The major activities of the project as well as the modalities of their implementations are as follows:
- The two parties convene and host all activities that are aimed at advancing the Ethiopia Scenarios Project in accordance with the project implementation plan drafted by SID. For the purpose of implementing the project, FSS has selected and formed a high-level team of experts drawn from the fields of history/socio-culture, political science, and economics (namely, Prof Bahru Zewde, Pro.f Kassahun Berhanu and Dr. Berhanu Denu) that will be supported by the Executive Director of the organization as well as all relevant staff.
- The two parties are responsible for the choice of venues, logistics and invitation of key speakers and other participants to these events. In view of the ongoing corona virus pandemic, it is anticipated that all events shall be organized in virtual spaces or in exceptional cases, in in-person events at which all prescribed social distancing guidelines shall be applied and enforced.
- FSS organizes, at the appropriate juncture of the project, media engagement and exposé of the project outcomes both through traditional and new media with a view to extending awareness of the outcomes of the Ethiopia Scenarios Project amongst the broader public and to helping build a broader constituency for the engagement around the issues raised.
- Under guidance of SID, the parties make efforts to ensure the documentation of all and any events organized with a view to ensuring that the outcomes of the various activities and events are captured for posterity.
- The two parties jointly own all existing and future intellectual property rights in materials produced under this Agreement.
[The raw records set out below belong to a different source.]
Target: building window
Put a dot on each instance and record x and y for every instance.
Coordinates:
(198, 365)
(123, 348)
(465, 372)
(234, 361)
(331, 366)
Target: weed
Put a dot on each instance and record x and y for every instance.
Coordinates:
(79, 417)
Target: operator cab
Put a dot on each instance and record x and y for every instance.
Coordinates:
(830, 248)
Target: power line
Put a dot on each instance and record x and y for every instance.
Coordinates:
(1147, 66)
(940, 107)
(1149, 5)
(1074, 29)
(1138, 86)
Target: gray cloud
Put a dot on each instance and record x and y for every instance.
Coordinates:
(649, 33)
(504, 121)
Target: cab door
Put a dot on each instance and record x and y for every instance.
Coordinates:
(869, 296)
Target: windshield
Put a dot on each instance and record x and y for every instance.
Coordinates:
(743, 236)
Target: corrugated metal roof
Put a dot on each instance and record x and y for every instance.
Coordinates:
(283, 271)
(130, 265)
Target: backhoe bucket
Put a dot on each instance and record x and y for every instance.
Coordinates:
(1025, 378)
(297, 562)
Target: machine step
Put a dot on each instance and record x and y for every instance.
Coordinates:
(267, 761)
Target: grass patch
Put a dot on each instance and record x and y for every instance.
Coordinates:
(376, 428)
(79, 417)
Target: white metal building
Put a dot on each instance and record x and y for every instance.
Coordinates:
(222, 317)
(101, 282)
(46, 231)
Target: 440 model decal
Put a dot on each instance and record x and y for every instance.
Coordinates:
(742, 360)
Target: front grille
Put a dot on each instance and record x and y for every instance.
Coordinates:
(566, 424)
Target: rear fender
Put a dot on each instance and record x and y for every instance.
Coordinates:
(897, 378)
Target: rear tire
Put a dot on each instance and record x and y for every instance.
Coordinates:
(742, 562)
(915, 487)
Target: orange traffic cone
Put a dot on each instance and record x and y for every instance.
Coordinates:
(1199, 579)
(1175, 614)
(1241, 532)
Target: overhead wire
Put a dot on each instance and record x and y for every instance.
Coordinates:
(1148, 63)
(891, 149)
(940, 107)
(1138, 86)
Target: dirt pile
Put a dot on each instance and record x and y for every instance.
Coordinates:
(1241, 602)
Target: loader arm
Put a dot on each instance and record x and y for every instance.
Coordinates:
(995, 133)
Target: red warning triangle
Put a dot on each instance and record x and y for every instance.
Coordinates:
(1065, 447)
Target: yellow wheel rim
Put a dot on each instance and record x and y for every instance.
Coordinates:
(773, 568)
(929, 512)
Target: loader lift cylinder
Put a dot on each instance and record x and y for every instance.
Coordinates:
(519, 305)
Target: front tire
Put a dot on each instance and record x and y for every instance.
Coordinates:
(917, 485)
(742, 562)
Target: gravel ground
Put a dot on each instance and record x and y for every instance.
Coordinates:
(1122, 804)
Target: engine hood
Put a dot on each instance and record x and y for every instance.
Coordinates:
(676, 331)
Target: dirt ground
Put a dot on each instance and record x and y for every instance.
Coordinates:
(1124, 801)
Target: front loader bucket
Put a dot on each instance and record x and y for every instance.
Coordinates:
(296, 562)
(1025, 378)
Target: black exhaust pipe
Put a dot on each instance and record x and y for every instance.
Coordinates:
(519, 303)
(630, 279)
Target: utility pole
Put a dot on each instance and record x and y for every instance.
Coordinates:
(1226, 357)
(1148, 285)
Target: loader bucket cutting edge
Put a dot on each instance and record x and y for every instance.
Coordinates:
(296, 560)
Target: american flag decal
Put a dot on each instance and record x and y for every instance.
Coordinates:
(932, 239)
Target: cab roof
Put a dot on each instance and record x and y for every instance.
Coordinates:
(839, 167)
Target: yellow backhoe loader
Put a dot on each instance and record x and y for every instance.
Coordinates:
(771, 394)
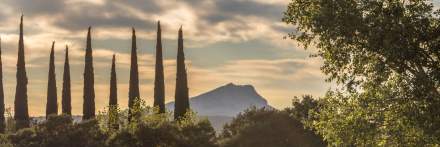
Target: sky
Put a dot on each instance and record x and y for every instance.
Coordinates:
(226, 41)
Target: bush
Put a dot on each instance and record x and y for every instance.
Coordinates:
(60, 131)
(267, 128)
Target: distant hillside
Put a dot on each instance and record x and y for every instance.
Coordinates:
(219, 105)
(227, 100)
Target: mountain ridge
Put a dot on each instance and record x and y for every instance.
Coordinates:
(227, 100)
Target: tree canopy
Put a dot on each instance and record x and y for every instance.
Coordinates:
(385, 56)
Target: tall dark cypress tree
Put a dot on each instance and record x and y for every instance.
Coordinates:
(89, 81)
(133, 90)
(181, 105)
(66, 95)
(51, 105)
(2, 96)
(113, 99)
(21, 103)
(159, 85)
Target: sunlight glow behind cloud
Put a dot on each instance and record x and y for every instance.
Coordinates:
(239, 41)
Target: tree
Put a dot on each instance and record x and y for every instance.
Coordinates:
(89, 80)
(267, 128)
(181, 93)
(385, 56)
(159, 84)
(113, 100)
(133, 90)
(66, 96)
(51, 105)
(21, 114)
(2, 95)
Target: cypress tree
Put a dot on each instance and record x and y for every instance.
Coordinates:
(21, 103)
(113, 100)
(2, 96)
(66, 94)
(89, 80)
(159, 86)
(133, 93)
(181, 105)
(51, 105)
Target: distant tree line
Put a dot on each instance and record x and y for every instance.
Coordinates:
(21, 114)
(143, 126)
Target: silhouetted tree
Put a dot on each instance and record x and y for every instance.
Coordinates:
(133, 92)
(66, 96)
(51, 105)
(181, 94)
(159, 86)
(113, 100)
(89, 81)
(2, 96)
(21, 114)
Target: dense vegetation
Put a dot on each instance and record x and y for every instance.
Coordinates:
(385, 57)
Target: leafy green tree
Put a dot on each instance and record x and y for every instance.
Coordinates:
(60, 131)
(66, 93)
(303, 108)
(181, 94)
(52, 105)
(21, 114)
(385, 56)
(267, 128)
(89, 81)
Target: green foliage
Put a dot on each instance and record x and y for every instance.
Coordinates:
(151, 128)
(385, 55)
(267, 128)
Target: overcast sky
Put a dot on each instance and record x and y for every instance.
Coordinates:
(238, 41)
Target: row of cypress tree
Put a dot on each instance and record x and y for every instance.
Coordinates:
(21, 114)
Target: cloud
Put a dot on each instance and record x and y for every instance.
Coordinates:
(226, 41)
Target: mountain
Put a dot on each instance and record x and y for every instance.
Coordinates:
(223, 103)
(227, 100)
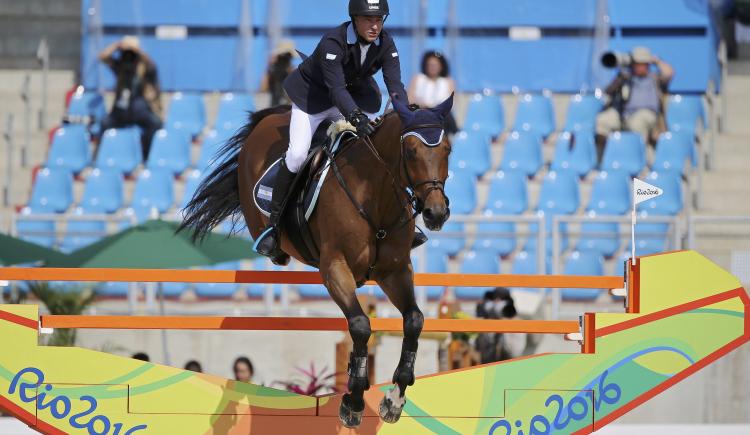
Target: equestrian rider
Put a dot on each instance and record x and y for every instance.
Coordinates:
(335, 83)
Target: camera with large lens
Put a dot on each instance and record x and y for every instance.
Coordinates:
(614, 59)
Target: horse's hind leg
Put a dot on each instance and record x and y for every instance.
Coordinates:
(400, 290)
(341, 285)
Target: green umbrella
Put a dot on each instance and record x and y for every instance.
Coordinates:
(16, 251)
(154, 245)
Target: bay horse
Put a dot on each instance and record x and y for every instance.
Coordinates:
(363, 222)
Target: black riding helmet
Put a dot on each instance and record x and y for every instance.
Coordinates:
(369, 8)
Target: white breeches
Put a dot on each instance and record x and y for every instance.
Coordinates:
(301, 130)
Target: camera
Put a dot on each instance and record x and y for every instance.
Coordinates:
(613, 59)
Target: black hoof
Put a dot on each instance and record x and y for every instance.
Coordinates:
(392, 405)
(349, 417)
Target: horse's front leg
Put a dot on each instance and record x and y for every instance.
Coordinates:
(399, 287)
(341, 285)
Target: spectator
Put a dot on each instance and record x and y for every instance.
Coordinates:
(137, 93)
(635, 98)
(193, 366)
(433, 86)
(496, 304)
(279, 67)
(243, 369)
(141, 356)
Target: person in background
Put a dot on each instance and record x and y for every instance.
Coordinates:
(279, 67)
(141, 356)
(137, 94)
(193, 366)
(433, 85)
(243, 369)
(635, 98)
(496, 304)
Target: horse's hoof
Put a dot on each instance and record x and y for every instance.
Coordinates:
(282, 259)
(392, 405)
(348, 416)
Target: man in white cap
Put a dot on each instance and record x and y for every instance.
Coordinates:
(635, 98)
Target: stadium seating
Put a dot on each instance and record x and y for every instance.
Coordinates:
(187, 113)
(121, 149)
(234, 111)
(580, 157)
(583, 263)
(53, 190)
(523, 152)
(169, 150)
(153, 190)
(460, 187)
(582, 111)
(485, 114)
(70, 148)
(535, 114)
(477, 262)
(471, 153)
(624, 151)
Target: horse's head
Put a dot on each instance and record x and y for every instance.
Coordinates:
(425, 151)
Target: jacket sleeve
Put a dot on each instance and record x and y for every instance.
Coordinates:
(392, 71)
(332, 62)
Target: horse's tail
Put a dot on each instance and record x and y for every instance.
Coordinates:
(217, 198)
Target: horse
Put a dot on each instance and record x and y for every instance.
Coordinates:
(363, 222)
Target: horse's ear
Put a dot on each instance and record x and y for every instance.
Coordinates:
(403, 110)
(445, 107)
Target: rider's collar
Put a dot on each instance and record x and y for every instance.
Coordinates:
(351, 35)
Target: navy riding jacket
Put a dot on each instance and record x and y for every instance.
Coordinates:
(334, 76)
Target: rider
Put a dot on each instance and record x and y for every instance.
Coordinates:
(336, 83)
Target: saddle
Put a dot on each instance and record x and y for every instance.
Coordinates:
(329, 138)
Furthermore, both parties agree to undertake all acts that may be necessary to give effect to this assignment.
- FSS is responsible for the management of all financial transactions within the Ethiopian territory defraying payments to third parties involved.
Project # Six
Title: The Politics of Youth-Government interactions in Africa – Ethiopia
Duration: 2020-2021
Partners: Chr. Michelsen Institute (CMI) and Forum for Social Studies (FSS). The project is also implemented in Mozambique, Uganda, and Zimbabwe. It is coordinated by the CMI.
Objectives: The main objective of the research project that is funded by the Research Council of Norway is to examine nature of interactions between youth and government in the post-1991 period in Ethiopia. The project is motivated by the need to find better ways to economically and politically empower the youth in Ethiopia and the other study countries which are characterized by political and economic fragility. By exploring regime-youth interactions and major policies addressing the young, the project aims at getting better insights into whether such policies actually empower the youth, or whether they bind them in patronage relationships and thereby reinforce marginalization. The specific objectives of the research project include – the political economy of youth employment schemes, youth representation and mobilization, and youth agency and protest.
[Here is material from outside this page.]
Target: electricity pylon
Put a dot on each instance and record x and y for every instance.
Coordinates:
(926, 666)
Methods: Both primary and secondary data collection instruments will be employed for this project. Primary data will be collected in Addis Ababa and selected field sights in the regions. In addition, documentary evidence including government policy and strategy documents, annual plans, reports, legislations, regulations, and other related documents will be used for the study.
Expected outputs: The research project will lead to the production of a working paper on youth-government interactions in Ethiopia since 1991 and also two reports (peer-reviewed articles) – one on the political economy of youth employment schemes and the second on youth representation and mobilizations. Moreover, there will be two policy briefs.